Ruben Van de Velde (Mar 02 2025 at 22:10):

By "reading" lean proofs, do you mean just the text or stepping through them in the editor while looking at the infoview?

Ruben Van de Velde (Mar 02 2025 at 22:11):

Because I don't know anyone who can do the former with proofs of any complexity :)

Rado Kirov (Mar 02 2025 at 22:46):

Thanks for sharing! Looks like the proof of correctness is 5x the length of the algorithm. I am new to verified algorithms, is that what is roughly expected/normal for basic algorithm verification?

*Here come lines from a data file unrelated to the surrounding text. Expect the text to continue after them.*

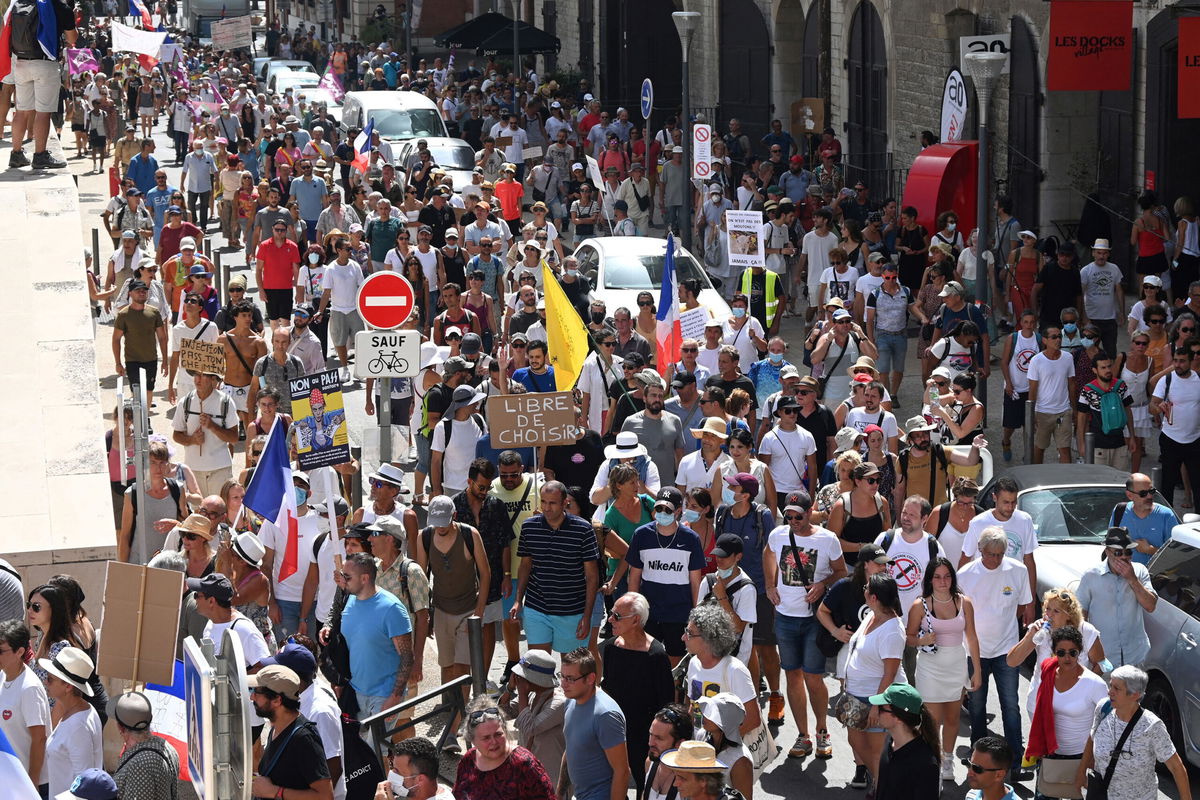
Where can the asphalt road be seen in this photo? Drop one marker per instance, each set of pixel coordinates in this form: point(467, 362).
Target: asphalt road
point(816, 779)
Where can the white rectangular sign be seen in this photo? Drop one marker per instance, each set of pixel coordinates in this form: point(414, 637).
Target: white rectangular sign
point(989, 43)
point(701, 151)
point(387, 354)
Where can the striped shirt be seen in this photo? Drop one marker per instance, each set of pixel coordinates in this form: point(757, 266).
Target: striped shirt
point(557, 584)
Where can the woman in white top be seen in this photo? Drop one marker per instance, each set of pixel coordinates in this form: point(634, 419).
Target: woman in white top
point(76, 744)
point(874, 663)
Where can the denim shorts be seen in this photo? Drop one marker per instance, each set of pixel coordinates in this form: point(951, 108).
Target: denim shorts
point(556, 630)
point(893, 348)
point(797, 637)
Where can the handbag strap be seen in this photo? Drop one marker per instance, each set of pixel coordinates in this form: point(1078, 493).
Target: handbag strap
point(1116, 751)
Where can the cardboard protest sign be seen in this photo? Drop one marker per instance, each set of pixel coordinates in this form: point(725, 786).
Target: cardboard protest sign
point(202, 356)
point(319, 420)
point(141, 623)
point(531, 420)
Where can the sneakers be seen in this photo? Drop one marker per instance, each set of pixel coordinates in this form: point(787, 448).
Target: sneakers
point(46, 161)
point(803, 746)
point(775, 709)
point(825, 744)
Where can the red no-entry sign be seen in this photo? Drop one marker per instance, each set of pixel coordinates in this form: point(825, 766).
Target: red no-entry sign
point(385, 300)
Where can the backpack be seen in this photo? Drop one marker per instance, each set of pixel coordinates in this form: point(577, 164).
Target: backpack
point(27, 23)
point(1113, 415)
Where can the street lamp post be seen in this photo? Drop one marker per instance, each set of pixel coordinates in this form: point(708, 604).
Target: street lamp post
point(984, 70)
point(687, 23)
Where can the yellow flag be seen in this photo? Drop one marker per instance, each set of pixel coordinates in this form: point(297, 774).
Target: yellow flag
point(567, 338)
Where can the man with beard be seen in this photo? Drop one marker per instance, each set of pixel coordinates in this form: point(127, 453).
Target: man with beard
point(670, 727)
point(294, 757)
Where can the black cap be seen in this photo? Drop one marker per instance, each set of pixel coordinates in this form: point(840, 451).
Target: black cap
point(213, 585)
point(727, 545)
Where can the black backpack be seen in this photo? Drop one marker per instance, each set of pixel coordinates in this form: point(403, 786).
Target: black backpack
point(25, 22)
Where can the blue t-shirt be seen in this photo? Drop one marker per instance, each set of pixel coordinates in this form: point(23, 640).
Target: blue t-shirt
point(589, 729)
point(666, 564)
point(369, 626)
point(1155, 529)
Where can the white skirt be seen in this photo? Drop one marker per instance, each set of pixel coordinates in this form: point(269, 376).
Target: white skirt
point(942, 675)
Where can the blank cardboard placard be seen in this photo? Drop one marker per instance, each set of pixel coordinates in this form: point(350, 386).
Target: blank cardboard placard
point(141, 623)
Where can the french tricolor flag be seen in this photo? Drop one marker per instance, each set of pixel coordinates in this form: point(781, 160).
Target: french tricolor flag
point(171, 715)
point(271, 495)
point(670, 336)
point(363, 148)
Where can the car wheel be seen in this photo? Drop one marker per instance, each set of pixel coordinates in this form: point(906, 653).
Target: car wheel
point(1161, 701)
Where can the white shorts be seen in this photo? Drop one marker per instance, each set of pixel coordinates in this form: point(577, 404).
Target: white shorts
point(37, 85)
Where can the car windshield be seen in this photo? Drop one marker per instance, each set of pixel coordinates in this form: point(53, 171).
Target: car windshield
point(1072, 513)
point(645, 271)
point(453, 157)
point(406, 124)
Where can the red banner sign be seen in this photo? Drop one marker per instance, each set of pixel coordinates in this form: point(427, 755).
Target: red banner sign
point(1091, 44)
point(1189, 67)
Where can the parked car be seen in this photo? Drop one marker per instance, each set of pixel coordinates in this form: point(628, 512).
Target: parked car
point(621, 266)
point(453, 155)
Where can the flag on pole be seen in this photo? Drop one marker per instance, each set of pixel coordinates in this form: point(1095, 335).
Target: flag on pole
point(271, 495)
point(670, 337)
point(567, 338)
point(363, 148)
point(47, 35)
point(13, 775)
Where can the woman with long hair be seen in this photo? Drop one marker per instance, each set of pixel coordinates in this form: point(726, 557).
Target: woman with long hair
point(941, 623)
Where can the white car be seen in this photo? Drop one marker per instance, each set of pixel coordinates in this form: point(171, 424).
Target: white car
point(622, 266)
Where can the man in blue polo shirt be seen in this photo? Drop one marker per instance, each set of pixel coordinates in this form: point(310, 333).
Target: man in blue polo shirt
point(1149, 523)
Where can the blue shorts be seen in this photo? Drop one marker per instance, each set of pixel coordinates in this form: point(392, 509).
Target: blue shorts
point(893, 348)
point(557, 631)
point(797, 638)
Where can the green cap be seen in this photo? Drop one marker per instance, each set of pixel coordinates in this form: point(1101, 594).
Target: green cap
point(901, 696)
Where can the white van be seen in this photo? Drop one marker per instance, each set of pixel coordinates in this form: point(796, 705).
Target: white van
point(399, 115)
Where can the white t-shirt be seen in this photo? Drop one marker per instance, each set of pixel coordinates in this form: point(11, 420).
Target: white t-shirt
point(691, 473)
point(1051, 376)
point(207, 331)
point(1073, 711)
point(276, 540)
point(1021, 537)
point(907, 563)
point(996, 595)
point(801, 566)
point(864, 666)
point(789, 452)
point(253, 645)
point(745, 606)
point(24, 705)
point(1185, 397)
point(317, 704)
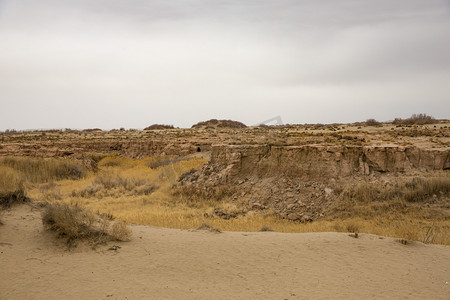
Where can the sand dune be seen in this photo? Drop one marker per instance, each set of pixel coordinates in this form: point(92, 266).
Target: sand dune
point(161, 263)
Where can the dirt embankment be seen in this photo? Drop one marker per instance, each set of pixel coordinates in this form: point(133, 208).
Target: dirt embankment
point(301, 182)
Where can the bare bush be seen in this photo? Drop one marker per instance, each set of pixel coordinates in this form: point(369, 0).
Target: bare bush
point(75, 223)
point(12, 189)
point(38, 170)
point(220, 123)
point(372, 122)
point(158, 127)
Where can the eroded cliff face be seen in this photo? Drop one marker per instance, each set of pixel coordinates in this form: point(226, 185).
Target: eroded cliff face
point(299, 182)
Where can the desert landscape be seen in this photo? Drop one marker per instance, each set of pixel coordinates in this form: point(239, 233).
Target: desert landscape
point(222, 210)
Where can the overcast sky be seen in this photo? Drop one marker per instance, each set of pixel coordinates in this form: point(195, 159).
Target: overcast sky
point(110, 63)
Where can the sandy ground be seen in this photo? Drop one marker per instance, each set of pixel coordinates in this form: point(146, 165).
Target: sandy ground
point(163, 263)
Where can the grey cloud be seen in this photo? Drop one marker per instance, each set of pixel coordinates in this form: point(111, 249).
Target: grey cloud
point(129, 63)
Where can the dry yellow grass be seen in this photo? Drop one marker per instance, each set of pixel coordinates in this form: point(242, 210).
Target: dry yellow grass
point(140, 192)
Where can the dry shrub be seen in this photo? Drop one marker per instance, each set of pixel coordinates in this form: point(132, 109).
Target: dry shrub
point(111, 183)
point(195, 194)
point(352, 226)
point(12, 189)
point(414, 190)
point(266, 229)
point(209, 228)
point(372, 122)
point(415, 119)
point(407, 232)
point(158, 127)
point(76, 223)
point(220, 123)
point(39, 170)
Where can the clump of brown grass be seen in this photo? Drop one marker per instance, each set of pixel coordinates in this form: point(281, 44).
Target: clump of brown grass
point(114, 184)
point(266, 229)
point(209, 228)
point(159, 127)
point(12, 189)
point(194, 194)
point(76, 223)
point(372, 122)
point(415, 119)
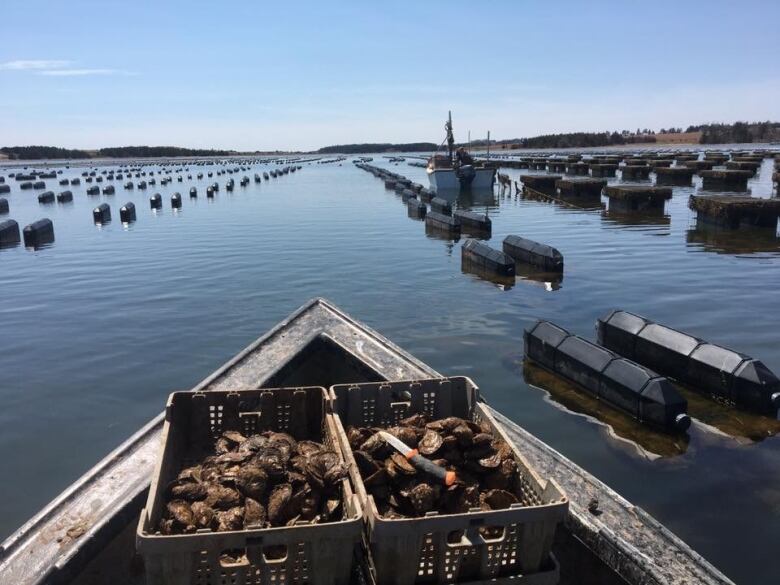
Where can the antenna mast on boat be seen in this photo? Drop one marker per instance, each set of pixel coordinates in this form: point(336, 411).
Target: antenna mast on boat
point(450, 137)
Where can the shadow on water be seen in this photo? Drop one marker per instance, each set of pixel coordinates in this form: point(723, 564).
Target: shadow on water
point(438, 234)
point(470, 198)
point(501, 282)
point(549, 280)
point(740, 424)
point(579, 203)
point(651, 443)
point(727, 241)
point(639, 219)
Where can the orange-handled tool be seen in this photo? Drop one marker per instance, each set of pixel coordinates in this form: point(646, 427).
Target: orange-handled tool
point(420, 462)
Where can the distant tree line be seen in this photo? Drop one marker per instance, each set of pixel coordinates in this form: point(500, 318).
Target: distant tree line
point(584, 139)
point(42, 152)
point(158, 151)
point(379, 147)
point(53, 152)
point(738, 132)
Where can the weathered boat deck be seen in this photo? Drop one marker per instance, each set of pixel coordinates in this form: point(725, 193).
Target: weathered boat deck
point(86, 535)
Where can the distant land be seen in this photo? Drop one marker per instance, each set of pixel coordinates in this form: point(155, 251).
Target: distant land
point(53, 152)
point(379, 147)
point(736, 133)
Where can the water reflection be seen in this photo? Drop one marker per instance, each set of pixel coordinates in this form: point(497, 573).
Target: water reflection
point(502, 282)
point(566, 394)
point(578, 203)
point(726, 241)
point(550, 281)
point(655, 217)
point(734, 422)
point(470, 198)
point(439, 234)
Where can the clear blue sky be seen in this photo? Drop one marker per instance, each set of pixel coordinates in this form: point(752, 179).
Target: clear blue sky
point(252, 75)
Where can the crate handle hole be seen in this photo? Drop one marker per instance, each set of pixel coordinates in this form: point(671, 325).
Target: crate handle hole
point(276, 553)
point(234, 557)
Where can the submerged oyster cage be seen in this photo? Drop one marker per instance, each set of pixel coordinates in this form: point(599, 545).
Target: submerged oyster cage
point(316, 554)
point(447, 548)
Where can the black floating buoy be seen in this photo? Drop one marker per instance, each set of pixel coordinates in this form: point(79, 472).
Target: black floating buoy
point(102, 213)
point(9, 232)
point(38, 233)
point(46, 197)
point(127, 212)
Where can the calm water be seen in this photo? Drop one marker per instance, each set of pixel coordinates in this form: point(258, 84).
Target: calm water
point(99, 328)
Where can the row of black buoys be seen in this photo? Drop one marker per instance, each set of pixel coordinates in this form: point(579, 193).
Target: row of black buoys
point(127, 212)
point(741, 380)
point(440, 205)
point(102, 213)
point(38, 233)
point(537, 254)
point(416, 208)
point(487, 259)
point(473, 222)
point(618, 381)
point(9, 232)
point(442, 223)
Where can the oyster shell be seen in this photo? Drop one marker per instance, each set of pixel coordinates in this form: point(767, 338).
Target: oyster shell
point(232, 519)
point(430, 443)
point(277, 504)
point(254, 514)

"3. Try to make some statement about runtime behavior of the program." - this sound very interesting

Adomas Baliuka (Mar 02 2025 at 22:55):

Statements about runtime behavior are not preserved by equality (two functions that compute the same thing are equal even if one is much slower). So to make statements about runtime, the objects being reasoned about cannot be vanilla Lean definitions but must be defined in terms of a computational model. People are doing this but it seems like a huge departure from the "standard" way Lean definitions and proofs work. So it's not necessarily something that can be just done by expanding on an existing Lean project.

ssar (Mar 03 2025 at 20:38):

Ruben Van de Velde said:

By "reading" lean proofs, do you mean just the text or stepping through them in the editor while looking at the infoview?

Yeah, seems following proof from just the text is close to impossible (e.g. following what new subgoals get introduced by a tactic like rw). Good to know that's not just me. I guess there should be proof styles that are easier to follow.
Even with infoview is still quite hard to understand how I ended with in the current goals.

ssar (Mar 03 2025 at 21:04):

Adomas Baliuka said:

Statements about runtime behavior are not preserved by equality (two functions that compute the same thing are equal even if one is much slower). So to make statements about runtime, the objects being reasoned about cannot be vanilla Lean definitions but must be defined in terms of a computational model. People are doing this but it seems like a huge departure from the "standard" way Lean definitions and proofs work. So it's not necessarily something that can be just done by expanding on an existing Lean project.

Ah, right. I proved what the content of my arrays is at every point of the algorithm, so not even a statement about number of array accesses would work.
Reading https://lean-lang.org/theorem_proving_in_lean4/axioms_and_computation.html#function-extensionality
I wonder if It would still be possible to still make statements about lean programs if we take care to not use funext (i.e. the Quot.sound axiom)?

ssar (Mar 03 2025 at 21:09):

Rado Kirov said:

Thanks for sharing! Looks like the proof of correctness is 5x the length of the algorithm. I am new to verified algorithms, is that what is roughly expected/normal for basic algorithm verification?

"3. Try to make some statement about runtime behavior of the program." - this sound very interesting

I'm also new to this, so no idea what's expected. It's sure possible to shorten my proof by a lot. The amount of time I invested on the proof of correctness was definitely more than 10x of the time I used for implementing the algorithm.